An ongoing challenge for American counter-terrorism experts is that alleged jihadists and their supporters in the U.S. come in all shapes and sizes – from an 18-year-old high school kid to a 43-year-old youth counselor. But after more than 160 people in the homeland have been charged with ISIS-related crimes, the profile of an “average” alleged recruit has emerged.
The group may have been virtually defeated abroad, but it’s far from dead, and U.S. officials fear that as the group lost territory in Iraq and Syria, they could lash out in the West using recruits who grew up there. To help keep track of the dangers at home, the Program on Extremism at George Washington University has watched closely court cases in the U.S. involving support for ISIS for the last four years, when ISIS dominated headlines for its early military victories and the gruesome executions of foreigners, including American civilians.

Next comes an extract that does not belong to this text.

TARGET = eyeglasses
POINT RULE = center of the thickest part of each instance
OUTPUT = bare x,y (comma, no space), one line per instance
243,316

Recently, the program updated its demographic data on 162 purported ISIS supporters who have been arrested – 110 of whom have pleaded or been found guilty – and found that while individual cases obviously vary greatly, on average, the accused:
Are almost exclusively young men. The data shows that 9 out of 10 of those charged are men. While ages range from 15 to over 45, the average age is 28. Coincidentally, this column recently looked at American special operations servicemembers and found that the average there for an enlisted fighter is a man of 29 years.
Are mostly U.S. citizens. An infographic posted online by the program shows that nearly three out of four of the accused are U.S. citizens. A few more are permanent residents, and the few outlying others were presumably in the country with temporary permission or illegally.
Come from a few states. A map included with the program’s data shows a disproportionate number of the accused hail from, or allegedly commit their crimes in, just a few states – 28 from New York, 17 from Virginia, 15 from Minnesota, 11 from California, 10 from Florida and nine from Texas. The other cases are scattered around the country but, with the lone exception of a single case in Washington state, the Northwest appears to be free of ISIS-related court proceedings. This does not mean those states are free of alleged jihadist sympathizers, however, as then-FBI Director James Comey said in 2015 that there were ongoing FBI investigations in all 50 states related to radicalized U.S. persons.
Are Not Necessarily Planning a Terror Attack at Home. At least at the time they were charged, prosecutors did not formally accuse about two-thirds of those arrested for actively plotting an attack. Many, 41 percent of the total, sought to travel abroad, presumably to the Middle East, to join ISIS there. Others were accused of attempting to support ISIS financially and otherwise. But there’s a fuzzy line between supporting a terror group and being willing to carry out an attack on their behalf. Officials and experts have bemoaned the difficulty in judging when to arrest an alleged extremist – too early, and they’ll be charged with lesser crimes and not face as harsh a sentence; too late and it could risk a surprise terrorist attack. The program said that on average, those who have been convicted in ISIS-related cases are sentenced to 13 years in prison.
Put their trust the wrong confidant. How does law enforcement catch all these guys? In a slight majority of the cases, 57 percent, the operation involved the use of an undercover officer or an informant. Employing of undercover officers and informants can be controversial, especially when cases emerge in which the defense argues entrapment – that the accused would not have gone ahead with whatever illegal action had they not been egged on by the law enforcement influence. In American Radical, an undercover FBI agent going by the pseudonym Tamer Elnoury wrote about infiltrating an extremist cell bent on a terror attack in Canada and talked about the delicate balance of projecting himself as a like-minded radical while still ensuring his mark was plotting on his own accord – including asking him directly if he was sure he wanted to go through with it. “Basically, if [he] didn’t waver and back out, then there was no defense for his actions. I didn’t entrap him,” Elnoury wrote. “He was plotting to murder hundreds of innocent people. I used this technique as a final nail in the coffin.”
Going away? When the program began tracking the demographics in 2014, 17 individuals in America were arrested that year. That number jumped to 65 in 2015 and then settled just under 40 in 2016 and 2017. But so far in 2018? Only three. The drop-off coincides with ISIS’s defeat in the Middle East, but it’s unlikely security officials are getting too optimistic. In 2016 Comey told lawmakers that within the next two to five years the West would see a “terrorist diaspora” of fighters who went to Iraq and Syria and would come home. “The so-called caliphate will be crushed. The challenge will be: through the fingers of that crush are going to come hundreds of very, very dangerous people,” he said.